# New member



## Womansailor (Oct 30, 2018)

Hello, my name is Anne.
I've retired and I'm taking my S/V Meherio , a Sabre 36 from Massachusetts to Florida.


----------



## RegisteredUser (Aug 16, 2010)

Welcome aboard.
Tell us more of your plans.


----------



## craigtoo (Aug 17, 2007)

I love Sabre Sailboats...


----------



## Rezz (Oct 12, 2012)

Welcome, Anne!

That's a nice boat. I hope you enjoy your journey.

Feel free to share your experiences and pics of your travels here. We're a pretty friendly group


----------



## RichardEllis (Nov 20, 2018)

Welcome abroad. Great to have you in the community.


----------



## skipmac (Oct 31, 2007)

Hi Anne and welcome to the forum. Hope you are already on your way south. I hear it has gotten a bit chilly in MA.

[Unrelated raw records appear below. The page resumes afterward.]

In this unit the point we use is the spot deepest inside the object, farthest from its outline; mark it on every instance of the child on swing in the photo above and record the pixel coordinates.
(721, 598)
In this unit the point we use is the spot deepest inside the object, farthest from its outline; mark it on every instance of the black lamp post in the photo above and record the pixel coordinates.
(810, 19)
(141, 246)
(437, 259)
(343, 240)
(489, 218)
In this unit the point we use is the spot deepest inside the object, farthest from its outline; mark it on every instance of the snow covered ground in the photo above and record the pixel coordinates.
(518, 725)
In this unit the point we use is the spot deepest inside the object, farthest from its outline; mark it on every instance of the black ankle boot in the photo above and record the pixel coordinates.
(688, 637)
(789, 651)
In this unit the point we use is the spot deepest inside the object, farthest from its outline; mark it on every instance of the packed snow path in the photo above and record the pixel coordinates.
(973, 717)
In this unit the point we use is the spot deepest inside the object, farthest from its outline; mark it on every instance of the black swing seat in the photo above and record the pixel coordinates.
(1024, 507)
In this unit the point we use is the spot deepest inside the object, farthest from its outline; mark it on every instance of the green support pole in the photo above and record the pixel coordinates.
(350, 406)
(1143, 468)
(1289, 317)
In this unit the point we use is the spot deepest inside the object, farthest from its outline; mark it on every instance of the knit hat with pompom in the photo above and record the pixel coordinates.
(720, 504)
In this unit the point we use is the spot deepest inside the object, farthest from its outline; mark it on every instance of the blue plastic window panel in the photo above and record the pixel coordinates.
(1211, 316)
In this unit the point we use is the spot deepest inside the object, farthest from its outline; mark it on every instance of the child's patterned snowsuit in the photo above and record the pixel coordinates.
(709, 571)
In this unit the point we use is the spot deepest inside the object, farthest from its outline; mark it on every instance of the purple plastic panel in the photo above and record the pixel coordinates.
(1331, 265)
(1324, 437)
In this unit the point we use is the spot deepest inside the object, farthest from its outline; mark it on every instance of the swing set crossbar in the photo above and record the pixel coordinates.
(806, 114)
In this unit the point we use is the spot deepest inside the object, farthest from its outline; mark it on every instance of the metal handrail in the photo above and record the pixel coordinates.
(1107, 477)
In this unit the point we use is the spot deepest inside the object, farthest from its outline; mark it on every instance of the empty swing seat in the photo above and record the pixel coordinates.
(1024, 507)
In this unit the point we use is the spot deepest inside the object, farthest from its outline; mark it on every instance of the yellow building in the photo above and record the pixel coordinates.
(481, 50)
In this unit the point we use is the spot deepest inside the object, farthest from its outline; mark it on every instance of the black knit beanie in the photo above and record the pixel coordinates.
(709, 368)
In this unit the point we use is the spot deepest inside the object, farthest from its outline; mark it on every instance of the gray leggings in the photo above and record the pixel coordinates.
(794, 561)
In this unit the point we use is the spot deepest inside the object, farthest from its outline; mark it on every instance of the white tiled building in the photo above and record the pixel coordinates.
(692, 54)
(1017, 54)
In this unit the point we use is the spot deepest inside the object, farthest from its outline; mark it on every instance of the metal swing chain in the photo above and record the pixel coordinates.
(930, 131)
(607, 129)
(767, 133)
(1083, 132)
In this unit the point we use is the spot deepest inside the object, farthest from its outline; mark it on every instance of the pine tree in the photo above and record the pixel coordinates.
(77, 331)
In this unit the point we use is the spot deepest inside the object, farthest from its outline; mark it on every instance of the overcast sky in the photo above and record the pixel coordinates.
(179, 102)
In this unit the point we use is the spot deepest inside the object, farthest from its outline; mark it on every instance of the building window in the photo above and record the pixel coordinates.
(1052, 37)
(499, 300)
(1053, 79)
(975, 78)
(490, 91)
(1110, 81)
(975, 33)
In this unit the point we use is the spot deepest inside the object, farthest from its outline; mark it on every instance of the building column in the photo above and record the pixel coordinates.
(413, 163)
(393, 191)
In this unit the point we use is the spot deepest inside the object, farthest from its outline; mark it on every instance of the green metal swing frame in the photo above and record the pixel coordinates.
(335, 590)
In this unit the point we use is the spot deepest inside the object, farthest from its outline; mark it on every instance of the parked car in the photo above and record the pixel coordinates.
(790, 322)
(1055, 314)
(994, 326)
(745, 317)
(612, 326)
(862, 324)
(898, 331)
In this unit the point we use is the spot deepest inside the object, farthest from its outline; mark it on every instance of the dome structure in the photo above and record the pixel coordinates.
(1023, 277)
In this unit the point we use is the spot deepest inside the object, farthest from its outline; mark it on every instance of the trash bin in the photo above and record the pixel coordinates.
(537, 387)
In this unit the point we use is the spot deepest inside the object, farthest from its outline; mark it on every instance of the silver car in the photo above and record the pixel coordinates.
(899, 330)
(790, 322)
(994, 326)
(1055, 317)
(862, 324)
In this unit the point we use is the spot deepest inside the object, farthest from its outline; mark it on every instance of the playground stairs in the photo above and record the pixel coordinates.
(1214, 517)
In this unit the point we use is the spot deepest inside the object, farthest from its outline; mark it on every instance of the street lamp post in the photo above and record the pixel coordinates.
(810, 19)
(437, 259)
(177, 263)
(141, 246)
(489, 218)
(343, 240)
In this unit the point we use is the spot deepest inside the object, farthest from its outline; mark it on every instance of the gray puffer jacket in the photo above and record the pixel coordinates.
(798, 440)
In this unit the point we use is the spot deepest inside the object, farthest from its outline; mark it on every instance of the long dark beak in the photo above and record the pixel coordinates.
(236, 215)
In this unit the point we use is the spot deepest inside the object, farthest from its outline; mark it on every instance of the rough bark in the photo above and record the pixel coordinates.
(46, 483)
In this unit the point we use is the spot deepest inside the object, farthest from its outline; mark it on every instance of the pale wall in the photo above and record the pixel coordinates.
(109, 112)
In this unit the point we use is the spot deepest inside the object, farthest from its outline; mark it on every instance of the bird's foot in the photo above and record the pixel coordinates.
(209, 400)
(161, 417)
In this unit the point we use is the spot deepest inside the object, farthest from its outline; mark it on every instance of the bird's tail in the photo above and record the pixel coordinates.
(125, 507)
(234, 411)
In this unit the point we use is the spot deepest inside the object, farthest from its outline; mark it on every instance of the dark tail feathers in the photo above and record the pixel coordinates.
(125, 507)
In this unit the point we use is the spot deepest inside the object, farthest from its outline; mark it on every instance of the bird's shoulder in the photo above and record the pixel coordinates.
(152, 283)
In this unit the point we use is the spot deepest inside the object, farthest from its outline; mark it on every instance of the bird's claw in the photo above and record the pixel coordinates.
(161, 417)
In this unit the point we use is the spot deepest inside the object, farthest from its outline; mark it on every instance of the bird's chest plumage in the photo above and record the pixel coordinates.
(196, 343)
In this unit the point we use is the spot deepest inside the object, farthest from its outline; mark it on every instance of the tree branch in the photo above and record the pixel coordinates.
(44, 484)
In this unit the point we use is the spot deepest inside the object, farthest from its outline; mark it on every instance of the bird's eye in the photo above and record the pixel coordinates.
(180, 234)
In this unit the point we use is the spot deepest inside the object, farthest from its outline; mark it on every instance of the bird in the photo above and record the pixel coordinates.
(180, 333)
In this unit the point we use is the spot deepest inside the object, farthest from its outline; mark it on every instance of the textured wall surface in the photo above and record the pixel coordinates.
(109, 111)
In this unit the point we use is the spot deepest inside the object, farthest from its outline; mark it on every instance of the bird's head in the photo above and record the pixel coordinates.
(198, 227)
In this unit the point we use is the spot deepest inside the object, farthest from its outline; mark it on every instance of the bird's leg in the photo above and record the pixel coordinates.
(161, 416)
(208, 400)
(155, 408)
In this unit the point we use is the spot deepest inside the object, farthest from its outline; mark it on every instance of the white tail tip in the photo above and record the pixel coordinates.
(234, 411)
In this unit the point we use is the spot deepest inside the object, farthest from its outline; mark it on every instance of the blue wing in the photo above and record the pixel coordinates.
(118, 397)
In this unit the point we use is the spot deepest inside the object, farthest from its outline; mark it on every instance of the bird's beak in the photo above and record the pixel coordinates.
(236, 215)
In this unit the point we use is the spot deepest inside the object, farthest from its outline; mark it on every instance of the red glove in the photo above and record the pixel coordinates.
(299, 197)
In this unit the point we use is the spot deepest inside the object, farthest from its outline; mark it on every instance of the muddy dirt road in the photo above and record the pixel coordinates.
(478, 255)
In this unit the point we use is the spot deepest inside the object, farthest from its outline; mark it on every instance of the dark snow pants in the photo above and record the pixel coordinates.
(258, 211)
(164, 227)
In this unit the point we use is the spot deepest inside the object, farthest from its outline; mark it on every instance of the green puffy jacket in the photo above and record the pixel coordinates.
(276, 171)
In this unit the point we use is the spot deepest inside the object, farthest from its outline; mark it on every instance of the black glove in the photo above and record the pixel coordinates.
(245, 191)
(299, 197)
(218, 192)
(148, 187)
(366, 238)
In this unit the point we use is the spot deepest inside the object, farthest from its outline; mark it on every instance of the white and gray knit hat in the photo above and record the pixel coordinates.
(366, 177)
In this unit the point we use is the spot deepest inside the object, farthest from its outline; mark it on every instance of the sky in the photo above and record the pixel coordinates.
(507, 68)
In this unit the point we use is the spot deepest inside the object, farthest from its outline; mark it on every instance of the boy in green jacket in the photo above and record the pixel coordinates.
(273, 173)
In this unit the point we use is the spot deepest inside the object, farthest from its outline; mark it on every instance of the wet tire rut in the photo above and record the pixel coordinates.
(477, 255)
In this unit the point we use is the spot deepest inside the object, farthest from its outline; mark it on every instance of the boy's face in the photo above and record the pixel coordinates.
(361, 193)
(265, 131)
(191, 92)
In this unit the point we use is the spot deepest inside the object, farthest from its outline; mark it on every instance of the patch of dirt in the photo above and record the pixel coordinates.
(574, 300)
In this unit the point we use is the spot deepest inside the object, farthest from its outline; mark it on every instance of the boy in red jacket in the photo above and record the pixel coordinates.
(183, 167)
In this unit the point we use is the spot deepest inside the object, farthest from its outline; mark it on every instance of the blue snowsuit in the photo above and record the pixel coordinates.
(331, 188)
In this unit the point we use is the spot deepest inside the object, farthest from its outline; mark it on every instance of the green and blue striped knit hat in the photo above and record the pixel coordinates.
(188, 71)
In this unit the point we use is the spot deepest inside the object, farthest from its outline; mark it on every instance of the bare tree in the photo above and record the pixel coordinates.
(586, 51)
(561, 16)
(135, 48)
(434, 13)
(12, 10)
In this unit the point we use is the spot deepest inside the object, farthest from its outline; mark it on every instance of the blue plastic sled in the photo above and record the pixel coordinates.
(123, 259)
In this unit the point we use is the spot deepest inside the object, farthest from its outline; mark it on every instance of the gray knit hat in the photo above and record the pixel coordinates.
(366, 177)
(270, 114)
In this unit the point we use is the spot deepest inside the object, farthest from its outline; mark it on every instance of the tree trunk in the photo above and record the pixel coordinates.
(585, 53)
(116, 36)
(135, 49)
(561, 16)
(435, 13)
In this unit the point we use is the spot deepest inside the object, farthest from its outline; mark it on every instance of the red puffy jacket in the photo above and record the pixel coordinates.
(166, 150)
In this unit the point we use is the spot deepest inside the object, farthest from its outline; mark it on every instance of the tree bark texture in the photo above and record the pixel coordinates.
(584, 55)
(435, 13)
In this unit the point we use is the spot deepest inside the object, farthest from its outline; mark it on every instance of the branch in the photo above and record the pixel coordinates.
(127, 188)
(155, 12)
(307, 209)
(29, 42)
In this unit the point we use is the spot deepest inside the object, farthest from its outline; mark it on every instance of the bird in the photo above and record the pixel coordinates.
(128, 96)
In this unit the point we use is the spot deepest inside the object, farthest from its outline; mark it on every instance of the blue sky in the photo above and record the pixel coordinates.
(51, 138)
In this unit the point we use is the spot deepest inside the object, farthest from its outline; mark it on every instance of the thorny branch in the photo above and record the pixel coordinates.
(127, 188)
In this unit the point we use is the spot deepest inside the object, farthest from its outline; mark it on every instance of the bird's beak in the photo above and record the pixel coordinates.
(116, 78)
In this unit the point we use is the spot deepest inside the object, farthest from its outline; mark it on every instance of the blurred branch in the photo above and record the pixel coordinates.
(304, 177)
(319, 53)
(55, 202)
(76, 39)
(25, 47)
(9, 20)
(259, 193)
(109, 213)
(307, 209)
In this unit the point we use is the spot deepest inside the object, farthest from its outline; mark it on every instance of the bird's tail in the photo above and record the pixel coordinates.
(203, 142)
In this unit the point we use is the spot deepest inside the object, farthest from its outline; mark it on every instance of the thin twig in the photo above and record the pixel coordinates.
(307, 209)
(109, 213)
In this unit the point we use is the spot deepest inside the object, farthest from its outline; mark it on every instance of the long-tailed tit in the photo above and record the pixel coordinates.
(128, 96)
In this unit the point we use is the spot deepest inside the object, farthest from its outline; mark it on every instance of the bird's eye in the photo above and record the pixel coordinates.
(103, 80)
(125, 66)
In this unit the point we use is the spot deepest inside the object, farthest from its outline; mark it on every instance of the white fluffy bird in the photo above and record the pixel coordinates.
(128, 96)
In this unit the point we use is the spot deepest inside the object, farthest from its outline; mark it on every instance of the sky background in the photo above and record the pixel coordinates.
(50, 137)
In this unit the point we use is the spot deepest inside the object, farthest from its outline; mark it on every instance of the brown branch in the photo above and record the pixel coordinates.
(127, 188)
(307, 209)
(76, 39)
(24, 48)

I too am (partially) retired and split my time between MA and FL but so far the boat has stayed in FL. Maybe next summer I'll get around to taking it north.


----------



## SanderO (Jul 12, 2007)

Welcome and good luck!


----------



## Jeff_H (Feb 26, 2000)

Welcome to SailNet. I will look forward to hearing what you choose to share about your voyage.

Jeff


----------



## Slayer (Jul 28, 2006)

Welcome Anne.


----------



## midwesterner (Dec 14, 2015)

Cool boat, cool trip. Good luck, have fun, keep us posted.


----------